Sunday, October 20, 2019

climbing back on the blogging bandwagon

I have not had the best week this week. I went on what I'm calling a Depression Bender for a few days, starting on Wednesday (my birthday, as it happens). I felt better on Saturday after doing a bit of Shadow Work, but today has been an anxious day, and I got to the point where my nerves were completely fried and I could not do anything else but take a nap. I do feel more stable and less anxious after my nap, though.

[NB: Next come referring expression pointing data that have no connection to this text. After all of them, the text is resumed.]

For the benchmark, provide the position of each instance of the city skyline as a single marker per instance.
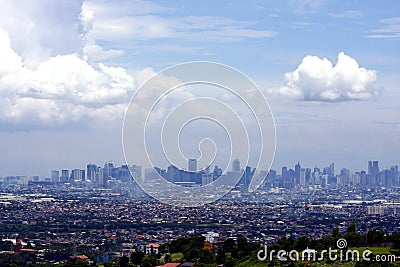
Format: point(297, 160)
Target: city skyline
point(328, 70)
point(298, 174)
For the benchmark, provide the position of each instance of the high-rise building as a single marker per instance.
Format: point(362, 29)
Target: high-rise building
point(64, 176)
point(55, 176)
point(373, 172)
point(91, 170)
point(107, 171)
point(192, 165)
point(217, 172)
point(236, 165)
point(297, 169)
point(77, 175)
point(302, 177)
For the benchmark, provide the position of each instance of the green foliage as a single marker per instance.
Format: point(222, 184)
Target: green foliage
point(149, 261)
point(375, 237)
point(137, 257)
point(336, 232)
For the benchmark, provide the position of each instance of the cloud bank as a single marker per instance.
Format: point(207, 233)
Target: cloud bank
point(61, 89)
point(319, 80)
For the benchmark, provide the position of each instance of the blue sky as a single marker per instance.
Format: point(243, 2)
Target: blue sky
point(69, 68)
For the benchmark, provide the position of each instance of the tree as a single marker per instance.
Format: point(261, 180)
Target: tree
point(395, 238)
point(302, 243)
point(123, 261)
point(352, 228)
point(229, 245)
point(375, 237)
point(167, 258)
point(137, 257)
point(336, 232)
point(149, 261)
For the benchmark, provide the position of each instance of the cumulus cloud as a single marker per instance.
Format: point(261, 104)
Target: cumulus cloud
point(61, 89)
point(318, 79)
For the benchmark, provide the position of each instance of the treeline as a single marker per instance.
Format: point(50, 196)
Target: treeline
point(374, 237)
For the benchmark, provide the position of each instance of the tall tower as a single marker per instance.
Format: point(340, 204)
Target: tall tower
point(91, 170)
point(192, 165)
point(107, 172)
point(55, 176)
point(236, 165)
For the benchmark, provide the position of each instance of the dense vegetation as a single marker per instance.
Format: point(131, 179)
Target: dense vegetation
point(240, 252)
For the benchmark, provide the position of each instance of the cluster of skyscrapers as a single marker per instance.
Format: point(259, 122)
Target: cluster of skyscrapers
point(303, 177)
point(297, 177)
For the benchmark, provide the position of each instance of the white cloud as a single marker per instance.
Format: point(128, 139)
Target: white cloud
point(59, 90)
point(317, 79)
point(41, 29)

I thought I had found the perfect set up for watching over the Queen Mother while I went on vacation with Himself to Seattle. When I talked with the lady at SCRC, though, she informed me that the (reasonable) daily rate was for housing mom at the residential facility they work with. Problem is, who would come in and feed the cats? We boarded them during the fumigation of our condo, and that was a near disaster, as they quit eating and pooping and were downright miserable. (Oh yes, and when we got them home again, they puked for nearly an entire week!) When I asked after the hourly rate, I was informed that it would be twice as expensive as the residential price - and the rate of $13.50 per hour is HALF of what any agency in the area would charge.

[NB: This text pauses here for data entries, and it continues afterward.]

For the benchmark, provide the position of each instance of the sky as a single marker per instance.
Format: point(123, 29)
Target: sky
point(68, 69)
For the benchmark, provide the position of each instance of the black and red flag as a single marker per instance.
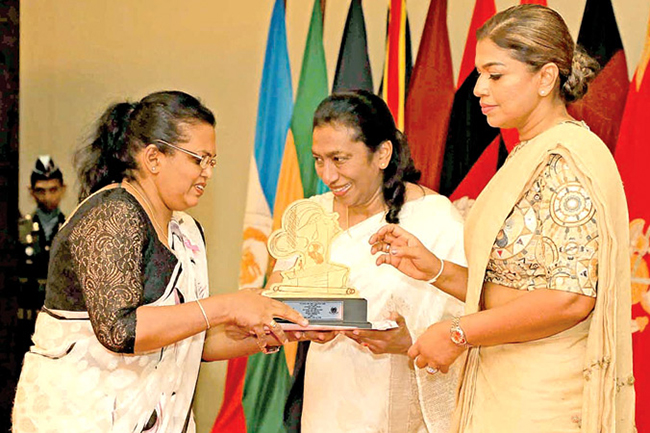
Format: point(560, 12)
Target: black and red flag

The tricky part is that the Queen Mother doesn't necessarily need someone to stay all night with her, but she does need help in going to bed the first time, as it is very painful for her, and she usually doesn't get to be till about midnight. (At the moment, she can manage getting up to pee in the wee hours by herself.) She has also mentioned several times that she gets lonely when we have to leave the house to take care of our business. Translation: she relies on me to keep her company. :p

The idea that we wouldn't have enough money to have someone come and watch her, combined with the idea that I would have to give up Yet Another Vacation, on top of the pressure I (unwittingly) put on myself to have a "good day" on my birthday...it was all too much. We're now back to square one to find someone who can come and watch her, hopefully at a reasonable cost. This time, fortunately, Himself is helping me to look for someone. I am saving the research I have already done, because when we get the next infusion of money, I will be going through one of these agencies to bring someone in to spell me for respite.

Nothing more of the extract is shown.